Web access is popping up in everything. If you make a product and don’t offer access to the intertubes, you might as well toss it in a black hole and let it get crushed into a state of infinite mass and density. GPS makers have bought into this mindset and now haphazardly toss web browsers into their products, whether they need them or not.
TomTom’s Go Live 740 is a new breed of web-ready GPS in which web access seems like a well-integrated enhancement, not a useless afterthought.
With this unit, TomTom has shed its older dependency on clunky cellphone/data-plan connectivity in favor of a built-in cellular modem. Although the unit’s Go Live service doesn’t deliver a full internet experience, it does sport nifty features like Google-powered local search, live traffic data, weather updates, local fuel prices and even an IM client.
Oh, and it does that whole satellite navigation thingy too.
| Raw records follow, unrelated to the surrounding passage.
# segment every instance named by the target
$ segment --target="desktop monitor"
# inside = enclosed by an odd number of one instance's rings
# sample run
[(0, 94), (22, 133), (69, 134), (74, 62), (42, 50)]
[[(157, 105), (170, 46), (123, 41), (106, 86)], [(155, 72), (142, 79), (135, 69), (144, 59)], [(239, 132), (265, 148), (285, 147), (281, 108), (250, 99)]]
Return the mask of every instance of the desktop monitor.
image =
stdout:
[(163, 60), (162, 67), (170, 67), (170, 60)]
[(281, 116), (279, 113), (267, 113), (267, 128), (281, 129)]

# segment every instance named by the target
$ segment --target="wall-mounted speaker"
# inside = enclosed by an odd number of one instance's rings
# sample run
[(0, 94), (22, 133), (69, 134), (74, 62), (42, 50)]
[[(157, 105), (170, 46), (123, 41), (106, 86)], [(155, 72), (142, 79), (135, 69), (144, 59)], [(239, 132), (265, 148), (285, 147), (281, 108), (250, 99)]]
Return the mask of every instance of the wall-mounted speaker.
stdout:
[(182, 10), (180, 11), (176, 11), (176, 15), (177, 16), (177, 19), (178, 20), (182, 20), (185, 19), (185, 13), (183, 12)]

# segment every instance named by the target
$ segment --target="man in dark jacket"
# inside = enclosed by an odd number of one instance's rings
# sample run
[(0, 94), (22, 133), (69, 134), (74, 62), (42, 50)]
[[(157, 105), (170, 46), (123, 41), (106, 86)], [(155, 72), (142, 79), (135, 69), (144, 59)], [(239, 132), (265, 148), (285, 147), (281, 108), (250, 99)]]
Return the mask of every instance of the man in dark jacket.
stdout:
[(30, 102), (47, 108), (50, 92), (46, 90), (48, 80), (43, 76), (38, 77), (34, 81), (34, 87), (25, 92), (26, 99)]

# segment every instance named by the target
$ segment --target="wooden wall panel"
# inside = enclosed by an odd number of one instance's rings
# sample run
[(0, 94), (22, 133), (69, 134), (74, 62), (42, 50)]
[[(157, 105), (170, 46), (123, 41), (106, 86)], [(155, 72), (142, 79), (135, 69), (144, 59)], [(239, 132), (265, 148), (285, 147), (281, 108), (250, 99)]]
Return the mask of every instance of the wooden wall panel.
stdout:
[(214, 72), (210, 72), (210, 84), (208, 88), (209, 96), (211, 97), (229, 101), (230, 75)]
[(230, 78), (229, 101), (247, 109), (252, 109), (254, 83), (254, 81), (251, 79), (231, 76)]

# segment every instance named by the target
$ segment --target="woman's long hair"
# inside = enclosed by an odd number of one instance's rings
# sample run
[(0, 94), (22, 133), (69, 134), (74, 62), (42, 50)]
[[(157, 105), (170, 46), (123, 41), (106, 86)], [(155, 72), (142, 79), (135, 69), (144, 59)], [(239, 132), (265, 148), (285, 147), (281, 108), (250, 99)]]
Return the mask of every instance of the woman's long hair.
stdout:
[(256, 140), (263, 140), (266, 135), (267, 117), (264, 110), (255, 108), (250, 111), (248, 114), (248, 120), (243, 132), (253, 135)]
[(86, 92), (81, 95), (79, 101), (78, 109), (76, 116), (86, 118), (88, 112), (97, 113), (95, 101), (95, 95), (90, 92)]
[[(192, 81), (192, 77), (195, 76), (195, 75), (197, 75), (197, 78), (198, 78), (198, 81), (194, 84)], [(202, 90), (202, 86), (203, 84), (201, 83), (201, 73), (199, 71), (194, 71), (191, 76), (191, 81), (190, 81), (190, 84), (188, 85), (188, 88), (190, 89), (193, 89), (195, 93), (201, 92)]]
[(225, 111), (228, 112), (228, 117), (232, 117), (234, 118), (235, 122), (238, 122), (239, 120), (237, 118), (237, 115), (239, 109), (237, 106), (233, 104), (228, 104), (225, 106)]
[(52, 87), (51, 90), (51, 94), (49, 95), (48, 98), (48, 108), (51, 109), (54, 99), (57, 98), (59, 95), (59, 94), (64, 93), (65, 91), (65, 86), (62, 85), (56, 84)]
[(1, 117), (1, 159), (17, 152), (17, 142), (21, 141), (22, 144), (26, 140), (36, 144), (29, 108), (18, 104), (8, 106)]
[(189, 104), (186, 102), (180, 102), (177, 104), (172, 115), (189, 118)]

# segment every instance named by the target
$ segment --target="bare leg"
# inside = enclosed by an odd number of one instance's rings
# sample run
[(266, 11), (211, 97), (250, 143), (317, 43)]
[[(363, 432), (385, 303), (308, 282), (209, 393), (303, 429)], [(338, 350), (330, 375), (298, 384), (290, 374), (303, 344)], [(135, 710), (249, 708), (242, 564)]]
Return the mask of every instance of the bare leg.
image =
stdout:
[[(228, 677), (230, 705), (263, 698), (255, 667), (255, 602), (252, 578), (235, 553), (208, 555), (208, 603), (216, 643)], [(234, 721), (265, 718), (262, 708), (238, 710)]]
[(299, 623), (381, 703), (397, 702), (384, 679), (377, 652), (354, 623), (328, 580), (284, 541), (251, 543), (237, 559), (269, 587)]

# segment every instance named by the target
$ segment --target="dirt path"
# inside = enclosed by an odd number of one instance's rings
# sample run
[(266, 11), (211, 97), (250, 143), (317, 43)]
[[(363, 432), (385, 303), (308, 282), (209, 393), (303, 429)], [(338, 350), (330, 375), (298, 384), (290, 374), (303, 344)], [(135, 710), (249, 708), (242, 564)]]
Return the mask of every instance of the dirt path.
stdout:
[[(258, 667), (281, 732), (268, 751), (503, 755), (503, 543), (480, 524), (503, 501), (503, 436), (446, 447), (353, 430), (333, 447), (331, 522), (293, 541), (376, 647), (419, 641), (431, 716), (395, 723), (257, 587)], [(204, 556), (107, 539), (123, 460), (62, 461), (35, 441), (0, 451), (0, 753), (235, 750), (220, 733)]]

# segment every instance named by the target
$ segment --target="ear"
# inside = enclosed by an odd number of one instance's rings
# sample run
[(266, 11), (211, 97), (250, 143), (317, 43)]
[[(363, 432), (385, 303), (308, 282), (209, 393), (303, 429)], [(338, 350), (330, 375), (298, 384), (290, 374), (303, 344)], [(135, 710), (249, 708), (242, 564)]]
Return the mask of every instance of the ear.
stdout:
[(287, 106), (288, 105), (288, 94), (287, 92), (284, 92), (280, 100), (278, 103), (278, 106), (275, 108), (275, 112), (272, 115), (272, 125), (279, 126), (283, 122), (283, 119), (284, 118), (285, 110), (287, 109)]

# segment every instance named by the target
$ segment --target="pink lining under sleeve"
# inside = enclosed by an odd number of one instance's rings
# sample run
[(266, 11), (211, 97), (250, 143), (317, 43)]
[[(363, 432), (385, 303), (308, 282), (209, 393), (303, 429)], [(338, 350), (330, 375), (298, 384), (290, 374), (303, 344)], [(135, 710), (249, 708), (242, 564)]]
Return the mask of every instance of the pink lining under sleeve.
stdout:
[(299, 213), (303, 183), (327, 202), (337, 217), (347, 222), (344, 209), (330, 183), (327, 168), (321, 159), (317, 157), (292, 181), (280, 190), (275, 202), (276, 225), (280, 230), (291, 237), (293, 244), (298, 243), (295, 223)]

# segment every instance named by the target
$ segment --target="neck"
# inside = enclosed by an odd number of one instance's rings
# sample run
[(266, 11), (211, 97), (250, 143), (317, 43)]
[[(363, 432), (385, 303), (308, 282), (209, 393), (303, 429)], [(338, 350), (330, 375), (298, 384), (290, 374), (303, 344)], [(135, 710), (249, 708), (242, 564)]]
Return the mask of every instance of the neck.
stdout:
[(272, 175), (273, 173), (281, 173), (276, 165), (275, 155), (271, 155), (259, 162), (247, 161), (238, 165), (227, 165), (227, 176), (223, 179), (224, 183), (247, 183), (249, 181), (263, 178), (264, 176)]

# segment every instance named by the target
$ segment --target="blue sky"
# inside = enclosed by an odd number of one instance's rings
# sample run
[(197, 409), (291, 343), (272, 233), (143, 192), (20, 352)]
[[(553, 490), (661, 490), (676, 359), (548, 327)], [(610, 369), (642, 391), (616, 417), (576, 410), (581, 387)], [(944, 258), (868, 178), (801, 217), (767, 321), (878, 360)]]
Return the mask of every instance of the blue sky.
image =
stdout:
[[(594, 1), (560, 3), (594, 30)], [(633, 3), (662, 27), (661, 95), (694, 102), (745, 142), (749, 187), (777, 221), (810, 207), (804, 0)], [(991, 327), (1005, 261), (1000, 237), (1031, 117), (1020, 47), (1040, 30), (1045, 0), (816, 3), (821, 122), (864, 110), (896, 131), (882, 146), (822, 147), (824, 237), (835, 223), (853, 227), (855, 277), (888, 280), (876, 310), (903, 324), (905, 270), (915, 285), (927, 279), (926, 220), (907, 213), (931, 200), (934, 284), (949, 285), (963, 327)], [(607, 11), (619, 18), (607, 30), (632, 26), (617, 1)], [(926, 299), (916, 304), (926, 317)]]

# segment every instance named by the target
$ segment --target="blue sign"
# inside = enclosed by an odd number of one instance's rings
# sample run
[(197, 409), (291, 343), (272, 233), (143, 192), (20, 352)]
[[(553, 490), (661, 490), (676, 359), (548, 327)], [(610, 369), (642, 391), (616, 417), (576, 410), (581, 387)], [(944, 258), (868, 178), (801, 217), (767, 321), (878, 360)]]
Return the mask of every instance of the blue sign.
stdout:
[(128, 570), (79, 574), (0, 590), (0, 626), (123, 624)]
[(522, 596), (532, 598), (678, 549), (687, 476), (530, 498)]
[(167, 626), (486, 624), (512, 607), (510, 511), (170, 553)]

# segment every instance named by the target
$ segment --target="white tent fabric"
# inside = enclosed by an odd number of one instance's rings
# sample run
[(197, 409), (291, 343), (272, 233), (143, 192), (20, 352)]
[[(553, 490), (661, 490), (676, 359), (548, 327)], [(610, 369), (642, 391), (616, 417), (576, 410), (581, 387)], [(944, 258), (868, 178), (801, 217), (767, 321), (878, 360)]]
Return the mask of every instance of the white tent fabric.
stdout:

Fortunately, even without all the razzle dazzle, the 740 is still a (mostly) solid GPS unit. At almost half a pound it sits comfortably in hand, and its colorful 4.3-inch 320 × 240 touch screen is both bright and responsive to repeated pokes. And, with 2 GB of memory, microSD port and integrated Bluetooth, we could smoothly navigate between a number of tasks, such as listening to music and using the integrated speaker for hands-free calls while paired with a cellphone.
In addition to these features, TomTom attempted to up the ante by adding voice recognition to the 740. We’ll put it this way: Not only did the 740 constantly misunderstand us, using the feature also requires a crash course in TomTom’s 130 supported terms. We know it’s a stretch for now, but someday we’d like a device that understands the natural cadence of speech … or even understands prompts like, “Chewie, get us out of here!”
Of course, half the fun of using the 740 is tinkering with its web-enabled services. Using the search feature to locate businesses is idiot-simple and surprisingly fast. And even some of the filler features likes checking the weather and searching for cheap fuel proved accurate and occasionally useful. Unfortunately, the 740’s traffic-alert feature is a little more hit and miss. Granted, in hellish metropolitan gridlock it’s fairly accurate, but when we stumbled upon heavy traffic on a rural road we were a little startled, because the 740 indicated our journey through that stretch of asphalt would be clear.
From what we could tell, part of the problem was the fact that 740 crowd sources its traffic data from other TomTom devices. The device is already tracking your location and speed, so it definitely has the means to predict highway congestion — but in areas where TomTom users are scarce it’s more likely to be blindsided by bumper-to-bumper traffic that its network knows nothing about.
Even a foible like occasionally sketchy traffic reporting isn’t enough to spoil the 740, though. Between its solid construction and presentation (and the bevy of goodies it comes with), it’s a great choice for those who like their wanderlust to be web-enabled.